I manually checked most of these. I personally would suggest to restrict OLS to only active ontologies in OBO:

https://obofoundry.org/

All of these ones you listed here (or most of them, didn't check all) are obsolete, or inactive. OBO Foundry does not recommend the use of non-active ontologies (i.e. they are hidden on https://obofoundry.org/)

jamesamcl commented 1 year ago

@matentzn they were manually checked by me too to make the table. I didn't realise they were obsolete/inactive. However they will be completely absent (= 404) from OLS when we ship OLS4 if we do not load them. Will this an issue?

henrietteharmse commented 1 year ago

In general I am happy with not loading inactive ontologies. However, even if an ontology is inactive, it can still be used and we can not drop its availability - particularly when there seems to be no other alternative. I think MAMO is a good example of this and is used in EBI by the BioModels team.

A way around this is to not load inactive OBO ontologies. In a case like MAMO we can add it to the EBI OLS config with the URL pointing to the file system.

matentzn commented 1 year ago

@henrietteharmse I think your suggestion is the way to go.

Maybe be a bit more conservative for now and only exclude obsolete ontologies from OBO to start with. If you supply me with a list @udp with the remaining (non obsolete, breaking ones), I can maybe reach out to the groups and use OLS inclusions to up their game a bit and fix their ontology.

jamesamcl commented 1 year ago

@matentzn We currently have an issue with RO. Though the core file is RDF/XML:

https://raw.githubusercontent.com/oborel/obo-relations/master/ro.owl

it imports this file: https://raw.githubusercontent.com/oborel/obo-relations/master/chemical.owl which is in functional syntax.

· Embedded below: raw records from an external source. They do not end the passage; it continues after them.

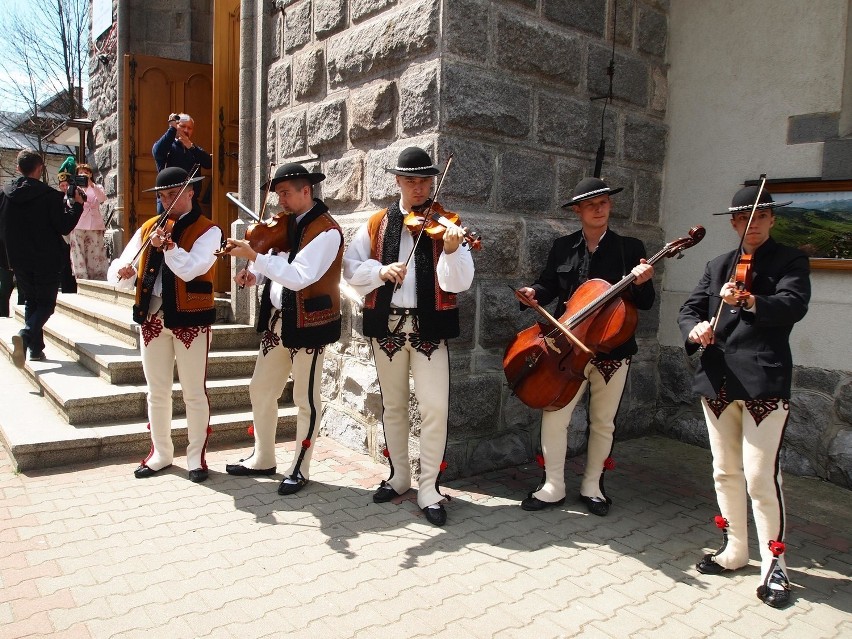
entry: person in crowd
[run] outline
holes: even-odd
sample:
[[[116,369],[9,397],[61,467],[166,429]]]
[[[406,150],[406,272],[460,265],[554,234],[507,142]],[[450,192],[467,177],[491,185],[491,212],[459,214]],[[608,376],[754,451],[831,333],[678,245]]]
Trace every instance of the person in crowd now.
[[[169,166],[177,166],[189,173],[196,164],[203,169],[213,168],[211,155],[192,141],[195,132],[195,120],[188,113],[169,114],[168,127],[163,136],[154,142],[151,153],[157,171],[162,171]],[[198,202],[201,195],[201,182],[196,182],[192,187],[193,202]],[[158,209],[158,212],[161,212]]]
[[[811,295],[808,257],[770,235],[775,208],[788,204],[756,186],[737,191],[728,211],[716,215],[730,215],[740,248],[707,263],[678,317],[686,352],[702,351],[694,389],[707,422],[723,532],[722,546],[696,568],[718,575],[748,564],[750,498],[760,542],[757,596],[774,608],[790,602],[780,465],[793,376],[790,333]],[[748,286],[747,270],[736,281],[746,264]]]
[[[622,236],[609,227],[611,195],[622,189],[610,188],[599,178],[588,177],[574,188],[570,208],[580,229],[558,238],[550,249],[544,270],[532,286],[520,289],[528,299],[540,305],[558,300],[562,314],[565,303],[577,288],[590,279],[610,284],[632,273],[636,279],[624,296],[640,310],[654,303],[654,268],[645,263],[645,246],[633,237]],[[586,469],[580,483],[580,501],[590,513],[604,517],[612,498],[606,494],[604,471],[613,467],[615,415],[621,403],[630,360],[638,352],[634,336],[608,353],[594,357],[586,366],[583,381],[574,399],[564,408],[544,411],[541,419],[541,452],[544,477],[537,490],[521,502],[529,511],[558,506],[565,501],[565,456],[568,452],[568,426],[577,402],[589,388],[589,437]]]
[[[124,251],[110,265],[107,281],[136,291],[133,320],[140,325],[142,368],[148,383],[148,420],[151,450],[134,471],[138,479],[153,477],[174,459],[172,380],[175,365],[189,444],[189,479],[207,479],[205,460],[210,433],[207,397],[207,356],[211,324],[216,319],[213,300],[215,251],[222,232],[194,202],[192,183],[180,167],[157,174],[153,191],[168,219],[152,217],[133,234]],[[137,257],[138,256],[138,257]],[[136,258],[136,259],[134,259]]]
[[[408,213],[428,206],[440,173],[429,154],[408,147],[387,171],[396,176],[400,197],[358,229],[343,259],[346,281],[366,295],[363,330],[370,338],[382,393],[385,455],[391,470],[373,501],[391,501],[411,487],[411,374],[422,418],[417,504],[427,521],[443,526],[447,512],[439,483],[450,406],[448,340],[459,335],[456,297],[470,288],[474,264],[469,249],[462,246],[463,229],[448,228],[436,239],[423,233],[415,249],[417,231],[411,233],[403,224]]]
[[[93,180],[88,164],[77,165],[77,182],[77,188],[85,194],[85,202],[80,221],[71,231],[71,267],[77,279],[104,280],[109,262],[104,249],[101,204],[106,202],[106,193],[104,187]]]
[[[301,164],[284,164],[263,190],[274,190],[288,222],[286,241],[258,254],[245,240],[229,239],[234,257],[251,262],[240,270],[240,286],[263,285],[257,328],[263,334],[254,375],[249,384],[254,417],[254,451],[228,464],[230,475],[272,475],[276,472],[275,433],[278,398],[293,378],[298,407],[296,449],[279,495],[294,495],[310,479],[314,443],[322,417],[322,367],[325,347],[340,338],[340,265],[343,233],[328,207],[313,195],[325,175]]]
[[[83,213],[79,192],[71,198],[42,181],[44,160],[32,149],[18,153],[21,176],[3,189],[0,219],[8,264],[24,298],[24,327],[12,336],[12,361],[23,368],[43,360],[44,325],[56,309],[62,269],[68,259],[67,235]]]

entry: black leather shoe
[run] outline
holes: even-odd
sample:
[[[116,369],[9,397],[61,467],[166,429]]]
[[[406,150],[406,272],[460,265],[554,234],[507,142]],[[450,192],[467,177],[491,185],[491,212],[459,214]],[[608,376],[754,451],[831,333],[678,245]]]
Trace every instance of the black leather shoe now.
[[[524,510],[536,511],[544,510],[545,508],[555,508],[556,506],[561,506],[564,503],[564,497],[559,501],[542,501],[538,497],[533,497],[532,495],[530,495],[521,502],[521,508],[523,508]]]
[[[724,566],[716,563],[713,555],[704,555],[701,561],[695,564],[695,569],[702,575],[721,575],[727,570]]]
[[[586,505],[586,509],[590,513],[597,515],[598,517],[606,517],[607,513],[609,513],[609,505],[612,503],[611,499],[598,501],[591,497],[586,497],[585,495],[580,495],[580,501]]]
[[[447,523],[447,511],[443,506],[439,505],[437,508],[427,506],[420,510],[422,510],[423,514],[426,515],[426,521],[433,526],[443,526]]]
[[[163,466],[160,470],[165,470],[166,468],[169,468],[169,466],[171,466],[171,464]],[[133,476],[136,477],[136,479],[145,479],[146,477],[153,477],[159,473],[160,470],[154,470],[153,468],[148,468],[145,464],[139,464],[139,468],[133,471]]]
[[[246,468],[242,464],[226,464],[225,472],[236,477],[248,477],[251,475],[274,475],[277,466],[272,468]]]
[[[23,335],[12,335],[12,363],[16,368],[23,368],[27,357],[27,342]]]
[[[757,598],[767,606],[773,608],[784,608],[790,603],[790,582],[780,570],[776,570],[769,577],[767,585],[757,588]]]
[[[189,481],[200,484],[205,481],[208,477],[206,468],[196,468],[195,470],[189,471]]]
[[[390,484],[382,484],[373,493],[373,501],[377,504],[384,504],[394,497],[399,497],[399,493],[390,487]]]
[[[44,351],[30,351],[30,361],[31,362],[43,362],[47,357],[44,354]]]
[[[289,477],[285,477],[281,480],[281,484],[278,486],[279,495],[295,495],[297,492],[302,490],[302,488],[308,485],[308,480],[304,477],[298,477],[295,483],[288,483],[288,479]]]

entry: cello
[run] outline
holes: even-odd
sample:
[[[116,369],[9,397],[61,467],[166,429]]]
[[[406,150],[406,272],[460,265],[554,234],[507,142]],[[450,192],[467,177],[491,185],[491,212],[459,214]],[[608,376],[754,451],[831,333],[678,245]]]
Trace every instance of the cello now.
[[[647,263],[682,257],[705,233],[703,226],[691,228],[688,237],[667,243]],[[636,331],[636,307],[622,297],[635,279],[628,273],[616,284],[600,279],[584,282],[566,302],[559,319],[515,291],[523,304],[544,318],[518,333],[503,356],[506,381],[518,399],[530,408],[547,411],[564,408],[574,399],[589,361],[620,346]]]

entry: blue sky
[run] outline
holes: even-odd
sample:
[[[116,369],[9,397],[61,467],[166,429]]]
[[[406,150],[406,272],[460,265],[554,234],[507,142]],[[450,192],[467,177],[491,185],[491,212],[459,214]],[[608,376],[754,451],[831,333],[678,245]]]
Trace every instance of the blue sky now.
[[[3,2],[3,25],[4,30],[8,35],[9,29],[14,18],[18,17],[22,20],[30,19],[34,15],[33,5],[26,1]],[[9,94],[15,93],[14,83],[28,84],[26,71],[22,65],[19,65],[13,49],[10,46],[10,37],[0,38],[0,110],[3,111],[22,111],[27,108],[25,103],[14,100]],[[62,77],[61,69],[57,68],[57,78]],[[59,85],[64,84],[60,82]],[[45,91],[40,98],[48,97],[51,91]]]

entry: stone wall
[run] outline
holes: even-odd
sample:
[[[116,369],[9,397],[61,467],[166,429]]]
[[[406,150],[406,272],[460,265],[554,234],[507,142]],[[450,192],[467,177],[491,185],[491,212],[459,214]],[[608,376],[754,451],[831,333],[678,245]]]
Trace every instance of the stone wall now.
[[[113,2],[113,24],[116,22],[116,1]],[[119,226],[118,197],[118,100],[119,100],[119,37],[118,28],[101,34],[89,50],[89,118],[94,122],[87,159],[94,169],[95,179],[104,186],[107,201],[102,205],[105,218],[114,221],[107,231],[108,246],[114,249],[114,236]],[[119,232],[120,233],[120,232]],[[119,242],[120,244],[120,242]],[[111,251],[112,252],[112,251]]]
[[[665,435],[710,447],[693,362],[683,349],[660,349],[660,396],[654,425]],[[852,488],[852,374],[796,366],[781,468]]]
[[[266,155],[303,161],[328,179],[319,195],[351,234],[396,195],[392,165],[419,145],[455,160],[441,200],[483,236],[477,276],[460,296],[451,343],[447,475],[527,461],[540,413],[507,391],[502,355],[532,322],[509,286],[530,283],[551,242],[578,228],[560,211],[590,175],[608,89],[613,0],[279,0],[266,78]],[[666,146],[668,3],[618,1],[615,100],[606,109],[604,177],[625,188],[613,224],[649,251],[659,230]],[[267,56],[264,56],[265,58]],[[262,163],[261,163],[262,164]],[[258,179],[260,183],[262,180]],[[326,358],[323,428],[380,459],[381,397],[360,318]],[[622,404],[620,436],[651,427],[657,396],[657,309],[644,313],[642,353]],[[419,434],[412,396],[413,455]],[[585,447],[585,409],[571,449]]]

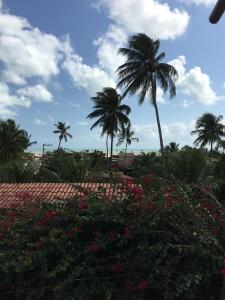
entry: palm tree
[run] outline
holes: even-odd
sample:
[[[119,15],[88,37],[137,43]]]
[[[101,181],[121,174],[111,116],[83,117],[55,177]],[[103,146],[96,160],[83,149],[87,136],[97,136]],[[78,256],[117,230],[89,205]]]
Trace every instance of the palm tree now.
[[[31,135],[20,129],[20,125],[16,125],[14,120],[0,120],[0,159],[8,161],[23,153],[32,144],[36,144],[30,139]]]
[[[70,129],[70,126],[66,126],[66,123],[58,122],[57,124],[54,124],[56,126],[56,130],[53,131],[53,133],[59,134],[59,145],[58,150],[60,148],[61,142],[64,139],[65,142],[67,142],[67,139],[72,139],[72,134],[67,132]]]
[[[203,114],[196,122],[195,130],[192,135],[197,134],[198,137],[194,141],[195,146],[200,148],[210,144],[210,150],[213,150],[213,144],[221,144],[222,138],[225,136],[225,125],[221,122],[222,116],[214,116],[211,113]]]
[[[166,151],[175,152],[179,150],[179,144],[176,142],[170,142],[169,145],[165,147]]]
[[[114,88],[106,87],[96,93],[91,100],[94,102],[93,112],[87,118],[97,121],[92,125],[91,130],[97,126],[102,128],[102,136],[107,134],[111,138],[109,171],[112,171],[113,140],[119,130],[124,130],[130,123],[128,118],[131,109],[128,105],[122,104],[123,98]]]
[[[124,87],[123,96],[139,94],[139,104],[143,104],[146,96],[153,104],[160,140],[161,153],[163,154],[163,138],[157,106],[157,87],[163,92],[169,91],[170,97],[176,95],[175,81],[178,78],[176,69],[166,63],[161,63],[165,53],[158,53],[159,40],[153,40],[146,34],[139,33],[128,41],[128,48],[120,48],[119,53],[126,56],[126,62],[117,69],[118,87]]]
[[[132,141],[139,142],[139,139],[134,137],[134,131],[131,130],[130,126],[127,126],[123,131],[120,131],[118,134],[118,142],[117,146],[120,146],[124,142],[126,143],[125,146],[125,153],[124,153],[124,165],[126,163],[126,156],[127,156],[127,146],[131,145]]]

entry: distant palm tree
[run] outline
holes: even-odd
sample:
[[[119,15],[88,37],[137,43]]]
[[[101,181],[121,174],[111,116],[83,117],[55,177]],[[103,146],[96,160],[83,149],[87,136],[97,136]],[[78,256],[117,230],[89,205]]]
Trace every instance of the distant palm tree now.
[[[0,159],[10,160],[23,153],[29,146],[36,144],[30,139],[31,135],[28,135],[24,129],[20,129],[20,125],[16,125],[14,120],[0,120]]]
[[[170,97],[176,95],[175,81],[178,78],[176,69],[160,61],[165,53],[158,53],[159,40],[153,40],[146,34],[139,33],[132,36],[128,41],[128,48],[120,48],[119,53],[127,57],[126,62],[117,69],[118,87],[125,87],[126,94],[139,94],[139,104],[143,104],[148,96],[156,113],[160,148],[163,154],[163,137],[159,119],[156,92],[157,87],[163,92],[169,91]]]
[[[130,126],[127,126],[124,130],[120,131],[118,134],[117,146],[120,146],[125,142],[125,153],[124,153],[124,165],[126,163],[127,156],[127,146],[131,145],[132,141],[139,142],[139,139],[134,137],[134,131],[131,130]]]
[[[66,123],[58,122],[57,124],[54,124],[56,126],[56,130],[53,131],[53,133],[59,134],[59,145],[58,149],[60,148],[62,140],[67,142],[67,139],[72,139],[72,134],[67,132],[70,129],[70,126],[66,126]]]
[[[92,125],[91,130],[97,126],[102,128],[102,136],[106,134],[111,138],[110,164],[109,170],[112,171],[113,140],[119,130],[124,130],[130,123],[128,115],[131,111],[128,105],[122,104],[123,98],[113,88],[103,88],[96,93],[91,100],[94,102],[93,112],[87,118],[97,121]]]
[[[197,134],[198,137],[194,141],[194,145],[205,147],[210,144],[210,150],[213,150],[213,144],[221,144],[222,138],[225,136],[225,125],[221,122],[222,116],[216,117],[211,113],[205,113],[201,116],[195,125],[195,130],[191,134]]]
[[[176,142],[170,142],[169,145],[165,147],[166,151],[175,152],[179,150],[179,144]]]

Issue opened here: https://github.com/oborel/obo-relations/issues/673

matentzn commented 1 year ago

This will be solved soon by @anitacaron, the solution is already there, we just need time to review and implement it.

allenbaron commented 1 year ago

For the Human Disease Ontology (doid), would loading the doid-merged.owl file (http://purl.obolibrary.org/obo/doid/doid-merged.owl), which has all imports loaded in, fix this issue?

@lschriml, fyi.

allenbaron commented 1 year ago

The doid file that isn't RDF/XML was our ext.owl file (in OFN). We recently switched it to RDF/XML because other people were experiencing parsing issues (https://github.com/DiseaseOntology/HumanDiseaseOntology/issues/1112).

anitacaron commented 1 year ago

@udp, can you confirm that RO is not having issues anymore, please?